Download the plugin for the MetaMask wallet
Simply google extensions or add-ons for your browser and once you find MetaMask on the list, add it by clicking “Add to Chrome” (or whichever browser).
Activate the plugin
Click on the MetaMask icon at the top right corner of your browser and then accept the terms and conditions.
Set up the account
Your password shouldn’t be “HODL” or something easy to guess. It’s best you use a sentence and include special characters and a number. Once you’ve entered the password, click “Create.”
Secure your seed phrase
Next step is the seed phrase — this list of random words functions as your “secret recovery phrase” in case you forget your password. You should write it on paper and store it somewhere safe. Keeping it in a digital form (photo on your phone or a document on your cloud storage) exposes it to hacking.
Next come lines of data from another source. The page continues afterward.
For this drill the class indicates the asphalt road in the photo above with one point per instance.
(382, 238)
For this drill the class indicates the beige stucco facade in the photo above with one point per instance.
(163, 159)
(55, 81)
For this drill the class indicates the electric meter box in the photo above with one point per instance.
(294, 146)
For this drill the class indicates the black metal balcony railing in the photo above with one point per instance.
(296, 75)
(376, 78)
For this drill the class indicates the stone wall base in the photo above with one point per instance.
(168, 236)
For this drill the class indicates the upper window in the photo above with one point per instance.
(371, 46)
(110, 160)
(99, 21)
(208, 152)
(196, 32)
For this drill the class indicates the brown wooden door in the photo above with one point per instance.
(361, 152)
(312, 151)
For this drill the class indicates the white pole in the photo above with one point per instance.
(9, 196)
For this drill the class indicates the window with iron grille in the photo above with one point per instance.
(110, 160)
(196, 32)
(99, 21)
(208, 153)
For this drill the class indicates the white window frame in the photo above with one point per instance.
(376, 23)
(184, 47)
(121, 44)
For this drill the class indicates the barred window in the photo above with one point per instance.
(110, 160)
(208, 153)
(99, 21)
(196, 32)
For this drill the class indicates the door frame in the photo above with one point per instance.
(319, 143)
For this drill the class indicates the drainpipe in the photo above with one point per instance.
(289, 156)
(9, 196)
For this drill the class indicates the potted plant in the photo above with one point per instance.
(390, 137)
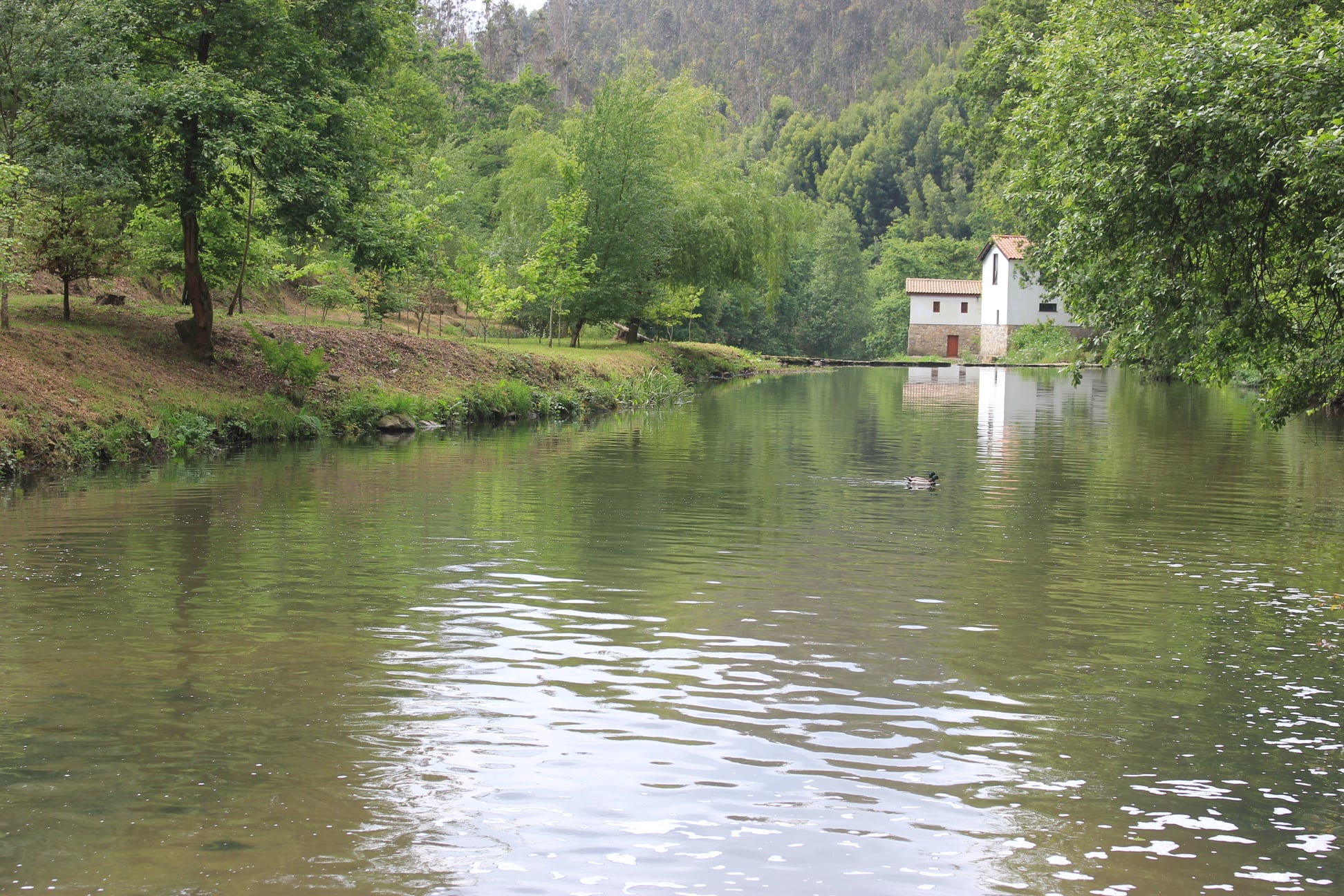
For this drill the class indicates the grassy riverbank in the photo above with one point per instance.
(115, 384)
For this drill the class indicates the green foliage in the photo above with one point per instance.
(74, 236)
(185, 433)
(838, 301)
(554, 270)
(1180, 171)
(1043, 343)
(894, 160)
(495, 299)
(289, 362)
(11, 185)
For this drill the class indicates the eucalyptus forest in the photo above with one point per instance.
(764, 175)
(711, 448)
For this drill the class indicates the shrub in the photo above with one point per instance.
(185, 433)
(288, 360)
(1045, 343)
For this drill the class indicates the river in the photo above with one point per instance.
(710, 649)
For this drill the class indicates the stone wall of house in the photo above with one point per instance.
(993, 340)
(932, 339)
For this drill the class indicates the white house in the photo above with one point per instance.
(1006, 296)
(944, 316)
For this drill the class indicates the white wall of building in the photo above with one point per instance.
(993, 292)
(949, 310)
(1015, 300)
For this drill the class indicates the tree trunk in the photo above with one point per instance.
(242, 272)
(632, 330)
(4, 286)
(195, 330)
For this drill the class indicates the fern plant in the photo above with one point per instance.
(288, 360)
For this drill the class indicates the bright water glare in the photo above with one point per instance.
(706, 651)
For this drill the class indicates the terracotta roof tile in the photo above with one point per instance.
(1011, 245)
(926, 286)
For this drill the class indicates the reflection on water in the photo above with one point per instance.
(718, 649)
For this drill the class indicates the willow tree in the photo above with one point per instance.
(276, 84)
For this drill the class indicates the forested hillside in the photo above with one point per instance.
(823, 54)
(760, 174)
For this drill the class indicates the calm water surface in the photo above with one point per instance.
(716, 649)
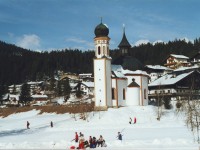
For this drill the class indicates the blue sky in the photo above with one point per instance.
(59, 24)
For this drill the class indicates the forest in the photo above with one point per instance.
(19, 65)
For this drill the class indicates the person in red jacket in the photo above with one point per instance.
(134, 120)
(81, 144)
(76, 137)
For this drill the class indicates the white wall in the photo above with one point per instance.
(133, 96)
(102, 79)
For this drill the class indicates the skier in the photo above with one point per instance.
(130, 120)
(27, 125)
(119, 136)
(76, 137)
(134, 120)
(51, 124)
(100, 141)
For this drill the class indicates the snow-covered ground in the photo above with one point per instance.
(147, 133)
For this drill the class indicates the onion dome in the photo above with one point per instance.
(124, 42)
(101, 30)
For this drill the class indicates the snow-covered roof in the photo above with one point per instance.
(35, 82)
(39, 96)
(180, 56)
(137, 72)
(89, 84)
(14, 96)
(169, 79)
(116, 67)
(187, 68)
(118, 74)
(158, 67)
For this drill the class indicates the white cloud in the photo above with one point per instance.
(140, 42)
(31, 41)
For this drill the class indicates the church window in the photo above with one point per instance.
(145, 93)
(113, 93)
(104, 50)
(107, 50)
(99, 50)
(124, 94)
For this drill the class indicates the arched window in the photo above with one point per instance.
(99, 50)
(104, 50)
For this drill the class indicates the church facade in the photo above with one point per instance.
(114, 86)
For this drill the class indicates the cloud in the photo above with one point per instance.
(31, 41)
(140, 42)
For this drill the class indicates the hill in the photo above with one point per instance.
(19, 65)
(147, 133)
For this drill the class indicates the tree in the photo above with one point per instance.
(25, 96)
(66, 89)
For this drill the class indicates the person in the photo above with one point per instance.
(80, 134)
(90, 141)
(134, 120)
(51, 124)
(94, 143)
(81, 144)
(119, 136)
(76, 137)
(27, 125)
(100, 141)
(130, 120)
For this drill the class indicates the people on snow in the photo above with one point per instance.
(27, 125)
(119, 136)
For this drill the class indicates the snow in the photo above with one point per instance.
(158, 67)
(169, 79)
(148, 133)
(180, 56)
(89, 84)
(186, 68)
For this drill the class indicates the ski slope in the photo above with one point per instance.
(147, 133)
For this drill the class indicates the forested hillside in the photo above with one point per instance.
(19, 65)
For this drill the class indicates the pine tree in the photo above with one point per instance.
(66, 89)
(25, 96)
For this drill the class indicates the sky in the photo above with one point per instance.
(44, 25)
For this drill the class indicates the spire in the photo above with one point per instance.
(124, 42)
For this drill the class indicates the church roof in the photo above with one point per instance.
(133, 84)
(124, 42)
(101, 30)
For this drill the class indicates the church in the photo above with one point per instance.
(115, 86)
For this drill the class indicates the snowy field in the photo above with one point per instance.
(147, 134)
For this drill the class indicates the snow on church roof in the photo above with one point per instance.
(169, 79)
(116, 68)
(137, 72)
(158, 67)
(179, 56)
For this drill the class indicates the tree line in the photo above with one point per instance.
(20, 65)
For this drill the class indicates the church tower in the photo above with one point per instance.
(102, 67)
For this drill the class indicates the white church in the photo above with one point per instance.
(114, 86)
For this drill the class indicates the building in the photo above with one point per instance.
(156, 71)
(195, 60)
(175, 61)
(129, 87)
(176, 86)
(114, 86)
(102, 67)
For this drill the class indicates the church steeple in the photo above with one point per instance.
(101, 40)
(124, 45)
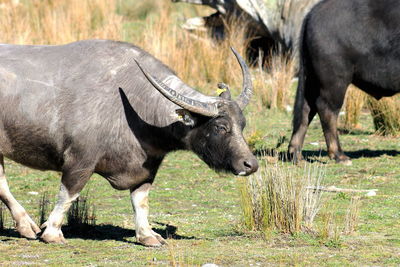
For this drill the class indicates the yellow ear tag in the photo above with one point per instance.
(220, 91)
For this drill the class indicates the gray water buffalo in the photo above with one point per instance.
(109, 108)
(344, 42)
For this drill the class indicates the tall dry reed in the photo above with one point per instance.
(273, 84)
(385, 114)
(58, 21)
(197, 59)
(277, 198)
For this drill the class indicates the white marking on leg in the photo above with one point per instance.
(24, 224)
(139, 199)
(54, 223)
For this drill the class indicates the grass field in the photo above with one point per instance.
(198, 210)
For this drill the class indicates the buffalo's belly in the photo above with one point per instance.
(378, 76)
(30, 146)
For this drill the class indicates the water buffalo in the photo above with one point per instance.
(110, 108)
(344, 42)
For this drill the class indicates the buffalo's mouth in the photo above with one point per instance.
(245, 167)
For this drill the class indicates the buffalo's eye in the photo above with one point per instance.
(221, 129)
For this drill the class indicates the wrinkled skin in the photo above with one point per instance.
(344, 42)
(87, 108)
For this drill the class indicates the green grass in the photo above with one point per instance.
(200, 210)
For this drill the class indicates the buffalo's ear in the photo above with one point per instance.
(186, 117)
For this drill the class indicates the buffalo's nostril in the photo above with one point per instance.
(251, 165)
(248, 164)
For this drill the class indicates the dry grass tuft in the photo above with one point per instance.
(385, 114)
(2, 217)
(277, 198)
(197, 59)
(273, 86)
(354, 102)
(58, 21)
(352, 215)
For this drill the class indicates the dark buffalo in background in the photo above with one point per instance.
(110, 108)
(344, 42)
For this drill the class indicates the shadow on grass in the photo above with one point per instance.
(314, 155)
(112, 232)
(103, 232)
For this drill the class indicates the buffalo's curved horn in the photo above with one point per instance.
(247, 89)
(195, 106)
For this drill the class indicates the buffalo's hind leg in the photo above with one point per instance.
(72, 182)
(329, 104)
(144, 234)
(24, 224)
(304, 112)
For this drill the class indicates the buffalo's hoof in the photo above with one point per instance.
(54, 236)
(154, 240)
(27, 228)
(343, 159)
(346, 162)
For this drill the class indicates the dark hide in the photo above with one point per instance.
(344, 42)
(87, 108)
(88, 105)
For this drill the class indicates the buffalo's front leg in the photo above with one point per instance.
(24, 224)
(72, 183)
(328, 110)
(144, 234)
(303, 113)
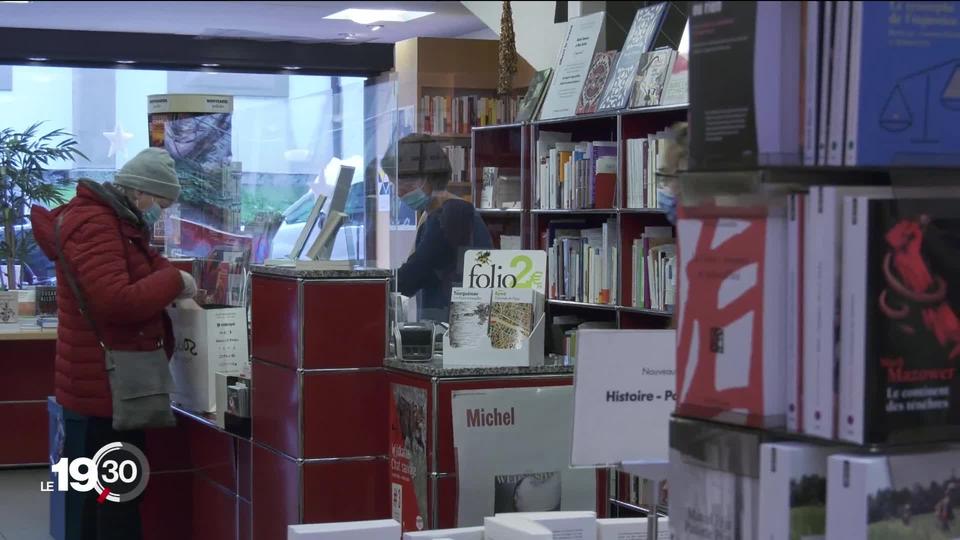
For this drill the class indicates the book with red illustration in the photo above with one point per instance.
(731, 318)
(900, 340)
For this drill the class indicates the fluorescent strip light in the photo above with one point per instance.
(373, 16)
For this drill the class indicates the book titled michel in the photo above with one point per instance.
(900, 337)
(903, 94)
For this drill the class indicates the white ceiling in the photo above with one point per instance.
(294, 21)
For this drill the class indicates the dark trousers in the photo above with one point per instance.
(86, 519)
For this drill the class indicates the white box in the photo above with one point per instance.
(514, 528)
(208, 341)
(563, 525)
(630, 529)
(792, 475)
(463, 533)
(381, 529)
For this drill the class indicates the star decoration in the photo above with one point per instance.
(118, 140)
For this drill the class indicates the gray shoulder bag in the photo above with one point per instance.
(140, 381)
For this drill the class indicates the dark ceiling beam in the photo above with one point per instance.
(179, 52)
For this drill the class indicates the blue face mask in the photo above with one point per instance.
(416, 199)
(152, 215)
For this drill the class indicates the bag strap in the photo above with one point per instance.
(72, 281)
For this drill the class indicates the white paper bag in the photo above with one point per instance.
(208, 340)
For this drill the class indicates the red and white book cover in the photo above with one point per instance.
(731, 316)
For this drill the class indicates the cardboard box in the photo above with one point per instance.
(381, 529)
(630, 529)
(208, 340)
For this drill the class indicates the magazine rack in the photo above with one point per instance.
(529, 354)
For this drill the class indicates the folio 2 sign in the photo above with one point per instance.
(505, 269)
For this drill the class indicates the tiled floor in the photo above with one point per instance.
(24, 509)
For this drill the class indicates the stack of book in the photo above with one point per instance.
(654, 278)
(582, 263)
(442, 115)
(644, 159)
(576, 175)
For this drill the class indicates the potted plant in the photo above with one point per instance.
(24, 158)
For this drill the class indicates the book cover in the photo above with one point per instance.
(512, 316)
(530, 104)
(793, 491)
(600, 70)
(904, 88)
(901, 343)
(745, 85)
(796, 219)
(469, 316)
(895, 497)
(646, 25)
(648, 84)
(731, 324)
(573, 64)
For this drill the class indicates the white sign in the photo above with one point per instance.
(512, 448)
(505, 269)
(573, 64)
(624, 384)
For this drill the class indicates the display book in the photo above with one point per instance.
(834, 83)
(496, 318)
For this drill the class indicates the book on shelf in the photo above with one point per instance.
(902, 105)
(793, 490)
(908, 495)
(745, 85)
(573, 175)
(582, 264)
(899, 341)
(645, 158)
(529, 106)
(652, 75)
(654, 269)
(731, 317)
(443, 115)
(796, 247)
(572, 66)
(677, 86)
(600, 69)
(645, 27)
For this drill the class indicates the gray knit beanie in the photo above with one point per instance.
(151, 171)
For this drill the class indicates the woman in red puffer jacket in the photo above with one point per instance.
(105, 234)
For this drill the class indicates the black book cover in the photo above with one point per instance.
(913, 327)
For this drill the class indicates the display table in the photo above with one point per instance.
(26, 364)
(439, 384)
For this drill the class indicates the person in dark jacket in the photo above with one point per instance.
(448, 225)
(105, 234)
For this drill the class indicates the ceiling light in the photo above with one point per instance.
(372, 16)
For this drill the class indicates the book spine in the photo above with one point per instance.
(810, 80)
(853, 85)
(838, 91)
(826, 61)
(853, 319)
Once you have ensured your seed words are in a safe place, you can now send coins to this wallet.
Log in to your account on the exchange
To simplify this explanation, we will assume that you already have coins on that account.
Copy your Metamask public address
Go to your account name on MetaMask, and there you’ll find the public address and the “Copy to clipboard” option.
Paste the address and select the amount
Simply paste it to the recipient field of the exchange account, and choose the amount you want to send.
After you give your final “confirm”, the transaction will be in the pending status for some time, depending on the state of the network (i.e., if it’s super congested).
After you finally see a confirmation message on your screen, you may check out your MetaMask wallet to ensure the assets you’ve just sent from an exchange have arrived.
“Not your keys, not your coins”
We’ve showcased the most notorious crypto exchanges’ hacks and demonstrated how easy it is to transfer assets to a reliable wallet such as MetaMask.
But if that’s not enough to convince you to take that action, let these words be your guidance “until it’s in your wallet, it’s not your coin”. If you are not the owner of the private key, you don’t really own that crypto.
Exchanges may be hacked or disappear overnight (luckily, it doesn’t happen often), so it’s your responsibility to take control of your crypto assets.